I had a really strange dream that night.  The first part of which is irrelevant to this post.  Also too wordy and complicated to recount.  However, towards the end of this dream, young mothers, children and some fathers started appearing.  All with hand made blankets.  Made by me.  One young mother said that she had been pregnant and a stranger in town and I had given her this blanket and it meant so much.  Others had similar affirmations.

I began to realize that the truth was that I had a lot of value.  That I was a very giving person and that people appreciated it.

Then, I received a phone call from my daughter telling me she'd run into a woman neither of us had seen in a few years.  A single mother of four whom I had supported during a time of extreme neediness and turmoil in her life by providing food.  Almost single-handedly I provided groceries for that woman and her growing children for the better part of a year.  She still remembered with thankfulness.

The weekend after the disastrous meeting with the staff member from my church when I was still reeling from the impact of the words said, I received a phone call from my niece.  Because of an autoimmune disease, she was told it was not in her best interests to have children, so she and her husband started the adoption process years before eventually being successful in the adoption process.  While they were still in the process, when no baby was on their horizon, I took out my trusty, dusty crochet hook and started to make one of my favorite patterns.  One reserved for special people as it's very time consuming to make.  It has a border of puffed hearts around it.  As I crocheted it, I prayed for the child who would eventually be enfolded in it.  I got a sense that the child I was praying for had not yet been conceived and that the birth mom would be a teenager.  I also felt the baby would be a boy.  On that last I was wrong.  

I gave that blanket to my niece for Christmas that year even though it was kind of strange as no baby was yet on the horizon.  But she understood.  Her phone call was to tell me that her daughter who was by then six years old had found the blanket and asked her mom about it.  My niece replied that Aunty Cassie had made it before she was ever born and prayed for her when she was making it.  To that, my little great-niece matter-of-factly replied:  "Oh, so that's why I'm here."
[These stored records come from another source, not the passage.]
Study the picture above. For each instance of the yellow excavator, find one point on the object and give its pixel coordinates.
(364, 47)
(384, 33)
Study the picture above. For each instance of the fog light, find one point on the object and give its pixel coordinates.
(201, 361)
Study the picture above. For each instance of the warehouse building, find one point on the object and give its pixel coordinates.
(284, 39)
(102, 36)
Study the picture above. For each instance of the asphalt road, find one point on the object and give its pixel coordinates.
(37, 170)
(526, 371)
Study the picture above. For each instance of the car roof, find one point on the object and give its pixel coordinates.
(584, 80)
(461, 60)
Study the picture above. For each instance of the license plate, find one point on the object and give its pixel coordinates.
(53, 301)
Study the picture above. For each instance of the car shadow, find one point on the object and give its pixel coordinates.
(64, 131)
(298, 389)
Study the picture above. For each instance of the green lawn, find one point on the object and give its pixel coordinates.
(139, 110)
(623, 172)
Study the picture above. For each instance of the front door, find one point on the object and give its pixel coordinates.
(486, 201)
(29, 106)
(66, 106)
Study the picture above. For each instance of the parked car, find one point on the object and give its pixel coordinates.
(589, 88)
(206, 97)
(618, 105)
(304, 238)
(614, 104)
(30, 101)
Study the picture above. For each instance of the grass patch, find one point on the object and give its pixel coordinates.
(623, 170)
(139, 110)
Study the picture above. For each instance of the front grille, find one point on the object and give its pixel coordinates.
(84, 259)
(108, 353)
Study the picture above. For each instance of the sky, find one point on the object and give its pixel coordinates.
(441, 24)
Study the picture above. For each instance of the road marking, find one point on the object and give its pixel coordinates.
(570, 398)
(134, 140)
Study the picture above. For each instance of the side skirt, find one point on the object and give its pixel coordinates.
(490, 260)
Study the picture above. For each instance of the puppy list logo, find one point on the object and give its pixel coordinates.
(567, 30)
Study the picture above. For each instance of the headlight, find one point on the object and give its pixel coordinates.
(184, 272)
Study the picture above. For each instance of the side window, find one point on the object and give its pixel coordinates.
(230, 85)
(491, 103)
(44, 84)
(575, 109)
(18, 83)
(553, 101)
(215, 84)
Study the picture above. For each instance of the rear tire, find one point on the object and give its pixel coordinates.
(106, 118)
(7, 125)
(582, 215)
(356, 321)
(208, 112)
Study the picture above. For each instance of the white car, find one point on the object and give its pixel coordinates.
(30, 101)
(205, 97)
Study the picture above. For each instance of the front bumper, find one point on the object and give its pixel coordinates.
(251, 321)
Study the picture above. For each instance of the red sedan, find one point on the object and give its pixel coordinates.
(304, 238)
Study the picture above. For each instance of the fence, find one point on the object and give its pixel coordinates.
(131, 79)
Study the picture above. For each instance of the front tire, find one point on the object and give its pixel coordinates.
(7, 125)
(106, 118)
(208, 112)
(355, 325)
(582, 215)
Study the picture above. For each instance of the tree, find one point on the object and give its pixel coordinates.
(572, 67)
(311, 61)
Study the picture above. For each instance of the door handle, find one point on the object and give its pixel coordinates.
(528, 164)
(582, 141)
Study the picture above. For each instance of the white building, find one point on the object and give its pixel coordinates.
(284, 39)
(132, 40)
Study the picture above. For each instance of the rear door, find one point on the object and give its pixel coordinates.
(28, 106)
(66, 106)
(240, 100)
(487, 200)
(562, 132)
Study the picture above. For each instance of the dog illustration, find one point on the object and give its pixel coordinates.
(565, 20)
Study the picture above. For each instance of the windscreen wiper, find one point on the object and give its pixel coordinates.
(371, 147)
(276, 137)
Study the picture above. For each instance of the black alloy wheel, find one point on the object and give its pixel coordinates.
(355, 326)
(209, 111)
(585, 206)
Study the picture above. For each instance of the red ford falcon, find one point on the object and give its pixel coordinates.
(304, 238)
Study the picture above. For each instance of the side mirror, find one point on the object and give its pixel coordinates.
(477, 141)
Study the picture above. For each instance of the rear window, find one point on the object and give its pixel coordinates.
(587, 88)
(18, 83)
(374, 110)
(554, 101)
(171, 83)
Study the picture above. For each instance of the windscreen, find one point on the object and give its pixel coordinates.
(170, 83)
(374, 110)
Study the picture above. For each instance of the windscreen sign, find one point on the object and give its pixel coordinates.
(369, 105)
Out of the mouths of babies, eh?

I kept in communication with a man I've known for years who had just found out that his mom had terminal cancer and was having trouble dealing with his new reality.  I sent him the prayer afghan I had started to make when my own mom was dying and which was originally intended for her.  He let me know in these calls how much that simple act of caring meant to him.  How he found comfort in it.
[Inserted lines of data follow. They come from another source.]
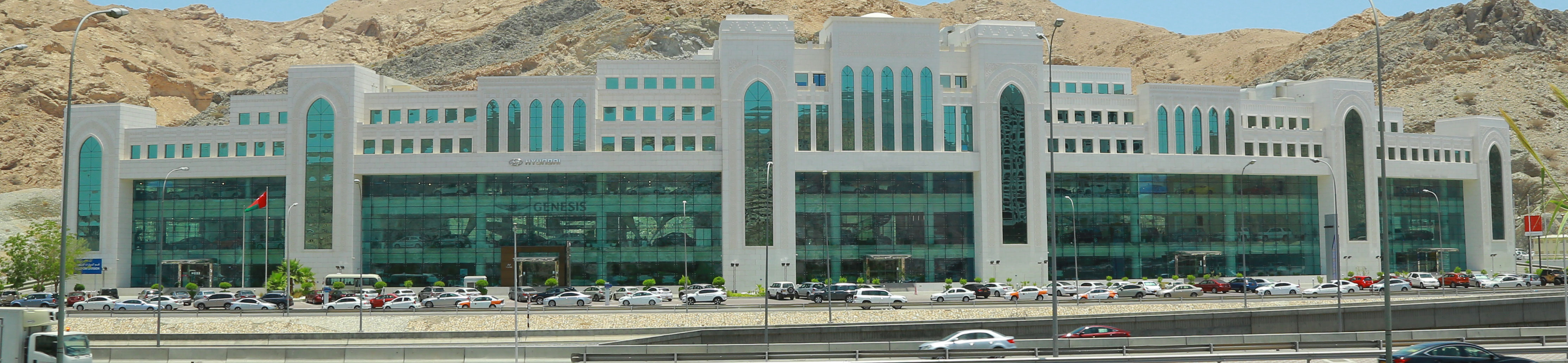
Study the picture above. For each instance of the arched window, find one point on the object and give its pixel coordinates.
(758, 154)
(515, 126)
(491, 127)
(1015, 187)
(557, 126)
(537, 126)
(90, 187)
(1164, 127)
(1181, 130)
(579, 126)
(847, 107)
(321, 121)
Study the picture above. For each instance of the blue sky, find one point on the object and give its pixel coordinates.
(1181, 16)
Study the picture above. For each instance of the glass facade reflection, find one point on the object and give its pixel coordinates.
(204, 218)
(857, 220)
(620, 227)
(1134, 224)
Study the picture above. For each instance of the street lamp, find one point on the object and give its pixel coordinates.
(65, 173)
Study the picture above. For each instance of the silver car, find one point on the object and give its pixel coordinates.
(974, 338)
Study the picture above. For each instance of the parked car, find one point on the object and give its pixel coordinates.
(640, 298)
(1213, 285)
(482, 303)
(252, 304)
(1451, 353)
(1098, 332)
(954, 295)
(974, 338)
(708, 295)
(570, 298)
(98, 303)
(877, 296)
(1181, 290)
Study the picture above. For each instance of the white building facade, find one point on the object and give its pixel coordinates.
(893, 149)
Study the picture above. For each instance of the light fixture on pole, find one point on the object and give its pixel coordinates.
(65, 173)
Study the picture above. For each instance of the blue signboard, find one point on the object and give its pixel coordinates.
(91, 267)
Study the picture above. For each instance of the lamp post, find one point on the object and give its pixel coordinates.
(1340, 290)
(65, 173)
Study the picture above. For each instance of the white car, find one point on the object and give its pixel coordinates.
(642, 298)
(1096, 295)
(570, 298)
(402, 303)
(1181, 292)
(708, 295)
(135, 304)
(1498, 282)
(347, 303)
(98, 303)
(954, 295)
(1278, 289)
(252, 304)
(1399, 285)
(1424, 281)
(1330, 289)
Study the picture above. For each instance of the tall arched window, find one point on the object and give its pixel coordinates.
(758, 154)
(1181, 130)
(927, 113)
(321, 123)
(535, 126)
(1015, 187)
(515, 126)
(1230, 132)
(847, 107)
(1164, 126)
(491, 127)
(90, 187)
(557, 126)
(579, 126)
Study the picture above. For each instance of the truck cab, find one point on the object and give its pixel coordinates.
(30, 326)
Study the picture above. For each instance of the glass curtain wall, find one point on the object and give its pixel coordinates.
(1133, 224)
(860, 221)
(620, 227)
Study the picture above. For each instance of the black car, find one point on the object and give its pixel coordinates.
(1449, 353)
(548, 293)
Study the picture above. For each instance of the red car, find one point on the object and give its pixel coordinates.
(1096, 332)
(1214, 287)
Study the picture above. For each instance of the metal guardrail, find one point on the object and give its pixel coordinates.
(1211, 353)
It was these affirmations that gave me a handle to hold on to at a very dark time in my recovery period.

Ironically, it was these affirmations that came flooding in at the same time the staff member from church came to tell me how worthless - or worth less - I was and that the things I did for people under the radar - the caring, the concern, the hand made gifts some of which took quite a while and cost quite a lot to make, the on-going prayer - were worthless.  They didn't count; therefore, I didn't count.

In her mindset given the perceptions and assumptions she came into my house with, I didn't qualify for help, for outreach from the church.

In retrospect though, I have to ask the question which perspective, which set of perceptions and assumptions, was correct?

I know what my answer to that is.  What is yours?

My mom on her last birthday wearing the shawl I had made for her during that sweltering heat wave.  The niece I had made the diamond bordered special afghan for before she was ever conceived.